Trotz vielfältiger Krisen bleibt die Sehnsucht nach dem Unterwegssein stark. 64 Prozent der Deutschen haben im vergangenen Jahr mindestens eine Reise von fünf Tagen oder länger unternommen. Das ist der höchste Wert seit 2006, wie eine repräsentative Umfrage der Stiftung für Zukunftsfragen von British American Tobacco zeigt. Im Vergleich: Ein Jahr zuvor waren es 63 Prozent, 2006 sogar 65 Prozent. Die Zahlen belegen, wie fest Urlaub im Leben vieler Menschen verankert ist.
Urlaub als Quelle des Glücks
„Urlaub scheint die populärste Form des Glücks auch in Krisenzeiten zu sein“, erklärte der wissenschaftliche Leiter der Stiftung, Ulrich Reinhardt. Die Ergebnisse sind Teil der aktuellen Tourismusanalyse der BAT-Stiftung, die detailliert vorgestellt werden soll. Reisen bleibt demnach für viele Deutsche ein wichtiger Ausgleich und ein fester Bestandteil ihres Alltags.
Beliebte Reiseziele im In- und Ausland
Mehr als ein Drittel der Reisenden (36 Prozent) blieb 2024 im eigenen Land. Besonders beliebt war Bayern, gefolgt von Mecklenburg-Vorpommern.
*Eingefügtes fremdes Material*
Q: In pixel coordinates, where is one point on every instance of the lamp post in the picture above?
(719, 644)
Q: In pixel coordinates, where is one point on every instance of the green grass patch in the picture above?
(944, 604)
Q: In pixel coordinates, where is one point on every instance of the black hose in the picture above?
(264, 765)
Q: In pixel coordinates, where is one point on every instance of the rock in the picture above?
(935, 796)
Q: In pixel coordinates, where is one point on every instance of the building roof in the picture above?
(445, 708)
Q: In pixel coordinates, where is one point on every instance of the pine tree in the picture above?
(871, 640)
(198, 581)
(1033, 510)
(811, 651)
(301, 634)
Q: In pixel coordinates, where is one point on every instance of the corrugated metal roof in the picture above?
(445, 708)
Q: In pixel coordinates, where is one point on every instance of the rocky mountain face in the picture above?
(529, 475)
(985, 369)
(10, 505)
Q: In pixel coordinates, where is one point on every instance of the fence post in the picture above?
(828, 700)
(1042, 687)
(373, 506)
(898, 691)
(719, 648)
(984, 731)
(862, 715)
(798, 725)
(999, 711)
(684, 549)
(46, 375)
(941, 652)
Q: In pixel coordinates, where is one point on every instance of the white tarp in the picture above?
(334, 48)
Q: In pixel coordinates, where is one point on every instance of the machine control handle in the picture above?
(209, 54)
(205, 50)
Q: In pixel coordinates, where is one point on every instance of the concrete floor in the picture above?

Danach reihten sich Baden-Württemberg und Niedersachsen ein. Wer ins europäische Ausland reiste, bevorzugte weiterhin Spanien. Auf den weiteren Plätzen folgten Italien, die Türkei und Skandinavien. Fernreisen unternahmen 16 Prozent der Befragten, meist mit Zielen in Asien.
Tourismus in Deutschland auf Rekordkurs
Auch die Übernachtungszahlen spiegeln die ungebrochene Reiselust wider. Von Januar bis einschließlich November des vergangenen Jahres zählte das Statistische Bundesamt 465,5 Millionen Übernachtungen in Hotels und anderen Beherbergungsbetrieben mit mindestens zehn Betten. Damit wurde der bereits hohe Vorjahreswert nochmals leicht übertroffen. Insgesamt erreichte der Deutschland-Tourismus 2024 mit 496,1 Millionen Gästeübernachtungen einen neuen Rekord und überholte sogar das Vor-Corona-Niveau.